I start by doing a simple gaussian tobit by MLE:
x1 <- runif(1000) # E() = 0.5
x2 <- runif(1000)*2 # E() = 1
x3 <- runif(1000)*4 # E() = 2
ystar <- -7 + 4*x1 + 5*x2 + rnorm(1000) # is mean 0
y <- ystar
censored <- ystar <= 0
y[censored] <- 0
library(AER)
m <- tobit(y ~ x1 + x2, left=0, data=D)
summary(m)
Which gives:
Call:
tobit(formula = y ~ x1 + x2, left = 0, data = D)
Observations:
Total Left-censored Uncensored Right-censored
1000 500 500 0
Coefficients:
Estimate Std. Error z value Pr(>|z|)
(Intercept) -7.19392 0.20772 -34.632 <2e-16 ***
x1 4.17418 0.15678 26.625 <2e-16 ***
x2 5.10423 0.11441 44.612 <2e-16 ***
Log(scale) 0.02672 0.03149 0.849 0.396
---
Signif. codes: 0 '***' 0.001 '**' 0.01 '*' 0.05
'.' 0.1 ' ' 1
Scale: 1.027
And we're doing fine; compared with the true paraemters of (-7,4,5,1)

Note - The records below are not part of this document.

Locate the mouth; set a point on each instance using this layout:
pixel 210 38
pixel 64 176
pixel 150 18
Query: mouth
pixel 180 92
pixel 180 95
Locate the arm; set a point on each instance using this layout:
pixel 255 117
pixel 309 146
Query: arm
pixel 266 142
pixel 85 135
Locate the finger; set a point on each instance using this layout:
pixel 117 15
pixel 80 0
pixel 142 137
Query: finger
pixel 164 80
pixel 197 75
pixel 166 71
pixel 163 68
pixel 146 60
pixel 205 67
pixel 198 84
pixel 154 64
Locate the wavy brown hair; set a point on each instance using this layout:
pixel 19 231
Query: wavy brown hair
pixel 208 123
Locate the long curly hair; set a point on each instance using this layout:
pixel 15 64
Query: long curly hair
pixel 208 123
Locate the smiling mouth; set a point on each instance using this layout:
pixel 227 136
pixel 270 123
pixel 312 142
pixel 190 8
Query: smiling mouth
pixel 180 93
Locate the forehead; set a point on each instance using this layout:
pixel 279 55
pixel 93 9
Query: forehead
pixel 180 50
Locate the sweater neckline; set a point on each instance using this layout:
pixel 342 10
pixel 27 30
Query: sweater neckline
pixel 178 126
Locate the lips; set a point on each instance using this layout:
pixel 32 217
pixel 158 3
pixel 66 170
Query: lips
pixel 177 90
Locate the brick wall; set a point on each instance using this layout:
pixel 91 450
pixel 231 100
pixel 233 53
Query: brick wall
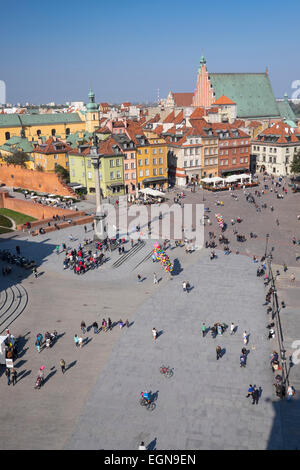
pixel 14 175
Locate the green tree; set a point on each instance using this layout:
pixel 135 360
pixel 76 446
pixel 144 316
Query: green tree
pixel 17 158
pixel 60 170
pixel 295 166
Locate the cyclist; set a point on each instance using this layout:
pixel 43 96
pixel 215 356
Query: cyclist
pixel 146 396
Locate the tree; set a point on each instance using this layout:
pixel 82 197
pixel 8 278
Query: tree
pixel 17 158
pixel 60 170
pixel 295 166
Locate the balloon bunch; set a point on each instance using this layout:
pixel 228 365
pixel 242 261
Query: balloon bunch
pixel 160 255
pixel 220 220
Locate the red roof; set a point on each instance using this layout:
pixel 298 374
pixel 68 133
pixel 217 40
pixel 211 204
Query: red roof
pixel 53 145
pixel 183 99
pixel 224 100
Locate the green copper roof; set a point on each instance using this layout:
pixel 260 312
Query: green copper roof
pixel 252 92
pixel 17 120
pixel 285 110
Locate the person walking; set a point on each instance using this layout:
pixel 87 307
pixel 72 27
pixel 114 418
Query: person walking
pixel 7 373
pixel 83 327
pixel 255 396
pixel 62 365
pixel 218 352
pixel 290 392
pixel 14 376
pixel 95 326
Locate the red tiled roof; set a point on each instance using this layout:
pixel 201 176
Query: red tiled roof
pixel 170 118
pixel 224 100
pixel 198 113
pixel 53 146
pixel 183 99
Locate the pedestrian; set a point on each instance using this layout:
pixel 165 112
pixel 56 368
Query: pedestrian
pixel 7 373
pixel 250 391
pixel 290 392
pixel 95 326
pixel 62 365
pixel 83 327
pixel 255 396
pixel 14 376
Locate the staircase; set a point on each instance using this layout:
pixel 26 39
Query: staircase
pixel 13 302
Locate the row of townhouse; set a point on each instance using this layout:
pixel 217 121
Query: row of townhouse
pixel 131 160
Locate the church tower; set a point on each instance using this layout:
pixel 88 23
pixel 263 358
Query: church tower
pixel 92 121
pixel 204 93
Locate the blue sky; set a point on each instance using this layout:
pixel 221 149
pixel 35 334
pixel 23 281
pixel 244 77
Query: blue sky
pixel 126 50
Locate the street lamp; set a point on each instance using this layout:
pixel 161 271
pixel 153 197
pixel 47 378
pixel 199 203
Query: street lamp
pixel 99 222
pixel 267 238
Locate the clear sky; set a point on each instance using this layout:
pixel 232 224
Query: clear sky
pixel 126 50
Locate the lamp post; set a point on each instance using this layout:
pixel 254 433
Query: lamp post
pixel 267 238
pixel 99 218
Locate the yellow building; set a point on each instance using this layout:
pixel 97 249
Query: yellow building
pixel 152 165
pixel 50 154
pixel 59 125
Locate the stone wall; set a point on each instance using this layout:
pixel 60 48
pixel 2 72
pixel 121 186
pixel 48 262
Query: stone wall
pixel 15 176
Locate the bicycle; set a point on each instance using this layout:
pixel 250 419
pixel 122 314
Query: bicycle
pixel 147 403
pixel 166 371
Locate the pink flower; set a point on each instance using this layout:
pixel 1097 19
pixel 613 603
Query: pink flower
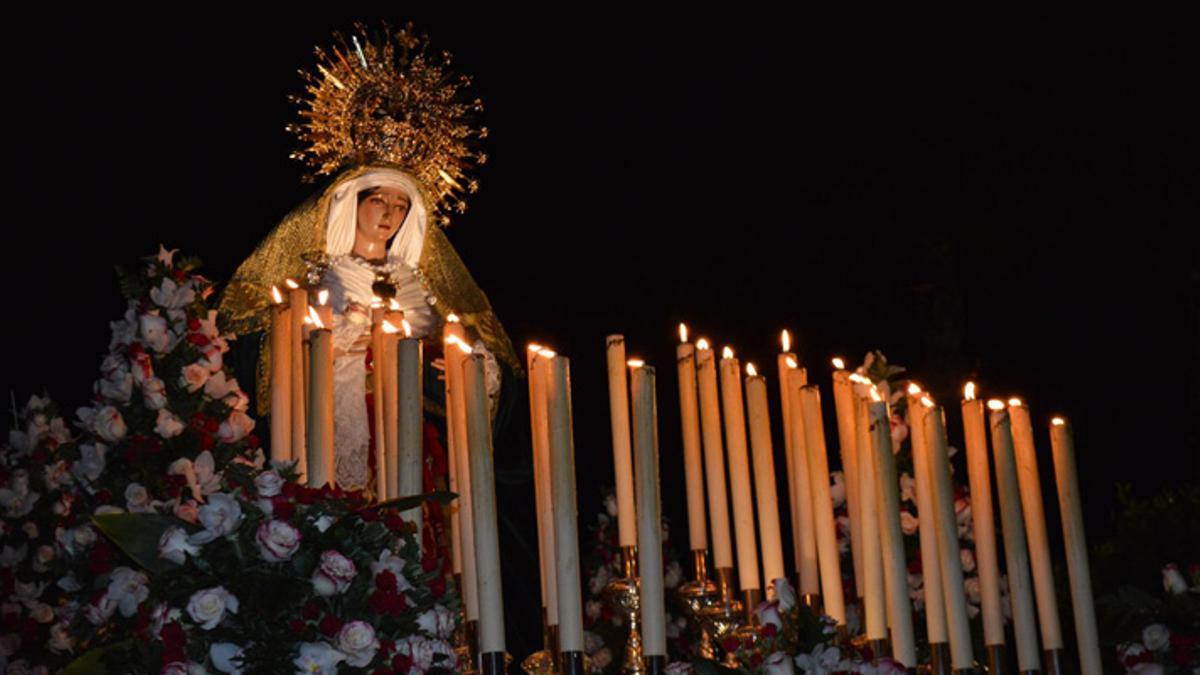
pixel 334 575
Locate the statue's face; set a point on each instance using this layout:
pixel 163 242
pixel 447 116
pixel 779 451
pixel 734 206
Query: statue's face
pixel 382 213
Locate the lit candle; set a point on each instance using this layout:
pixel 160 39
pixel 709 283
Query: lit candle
pixel 895 571
pixel 281 380
pixel 947 525
pixel 844 407
pixel 321 406
pixel 689 419
pixel 483 507
pixel 409 473
pixel 805 529
pixel 622 454
pixel 298 299
pixel 649 514
pixel 765 479
pixel 1067 476
pixel 1036 525
pixel 982 518
pixel 1012 521
pixel 557 380
pixel 822 506
pixel 930 569
pixel 714 455
pixel 739 472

we've recovered (-7.2, 4.2, 5.1, 1.03).
I now try to replicate this using crq():
yc <- rep(0,1000)
m <- crq(Curv(y, yc) ~ x1 + x2, tau=0.5, method="Pow", data=D)
This gives:
Coefficients:
[1] -7.154124 4.278266 5.051516
These numerical values look okay but:
> summary(m)
tau: [1] 0.5
Coefficients:
Value Std. Error t value Pr(>|t|)
(Intercept) -7.15412 0.00000 -Inf 0.00000
x1 4.27827 0.00000 Inf 0.00000
x2 5.05152 0.00000 Inf 0.00000
The standard errors are all 0.
What am I missing?
While I have your attention, could someone explain the `Surv()' object
to me? How would I use method="Por" and method="Pen" in
doing a
censored quantile regression?
--
Ajay Shah http://www.mayin.org/ajayshah
ajayshah at mayin.org
http://ajayshahblog.blogspot.com
<*(:-? - wizard who doesn't know the answer.